Mahkememizce yapılan değerlendirmede, davanın dava dışı —-ait ve davalıya —- numaralı ZMMS poliçesi ile sigortalı bulunan —- plakalı araç ile davacının mülkiyetindeki — plakalı aracın karıştığı 09/06/2022 tarihli trafik kazası nedeniyle davacının değer kaybının tahsiline ilişkin tazminat davası olduğu, bilirkişi raporları ile de tespit edildiği üzere anılan trafik kazasında hasar gören parçaların daha önce hasarlanarak onarım/değişim görmüş parçalar olduğu, bu sebeple dava konusu trafik kazası nedeniyle davacının aracında değer kaybı meydana gelmediği kanaatine varılmış, davanın reddine dair aşağıdaki şekilde hüküm kurulmuştur.

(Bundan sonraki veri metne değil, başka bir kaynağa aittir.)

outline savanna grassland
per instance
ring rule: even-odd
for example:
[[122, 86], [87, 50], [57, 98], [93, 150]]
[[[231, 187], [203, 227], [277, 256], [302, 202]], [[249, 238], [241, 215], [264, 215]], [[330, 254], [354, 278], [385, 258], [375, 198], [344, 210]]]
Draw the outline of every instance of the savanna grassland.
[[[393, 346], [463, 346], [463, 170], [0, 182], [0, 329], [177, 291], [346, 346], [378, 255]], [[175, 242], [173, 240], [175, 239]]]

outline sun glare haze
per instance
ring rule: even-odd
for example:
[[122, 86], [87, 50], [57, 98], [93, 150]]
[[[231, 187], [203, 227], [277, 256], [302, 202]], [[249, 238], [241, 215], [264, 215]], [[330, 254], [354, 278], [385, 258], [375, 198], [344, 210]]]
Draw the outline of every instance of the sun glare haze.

HÜKÜM: Gerekçesi açıklandığı üzere,
1-Davanın REDDİNE,
2-Harçlar Kanunu uyarınca alınması gereken 269,85 TL karar ve ilam harcından dava açılırken peşin olarak alınan 80,70 TL harcın mahsubu ile bakiye 189,15 TL’nin davacıdan alınarak Hazine’ye gelir kaydına,
3-Davacı tarafça yapılan yargılama giderlerinin kendi üzerinde bırakılmasına,
4-Davalı tarafından yapılan vekalet harcına ilişkin 11,50 TL yargılama giderinin davacıdan alınarak davalıya verilmesine,
5-Artan gider avansının HMK’nun 333. maddesi uyarınca hükmün kesinleşmesinden sonra resen ilgilisine iadesine,
6-Davalı yapılan yargılamada kendisini vekille temsil ettirdiğinden reddedilen dava değeri (200,00 TL) üzerinden karar tarihinde yürürlükte bulunan AAÜT 13/2 uyarınca hesaplanan 200,00 TL vekalet ücretinin davacıdan alınarak davalıya verilmesine,
7-6325 sayılı Yasa uyarınca genel bütçeden sarf edilen 1.560,00 TL arabuluculuk ücretinin davacıdan alınarak Hazineye gelir kaydına,
Dair, davacı vekilinin yüzüne karşı, davalı vekilinin yokluğunda kararın tebliğinden itibaren iki hafta içinde mahkememize verilecek veya mahkememize gönderilmek üzere başka yer mahkemesine sunulacak dilekçe ile —– Bölge Adliye Mahkemesi nezdinde istinaf yolu açık olmak üzere karar verildi.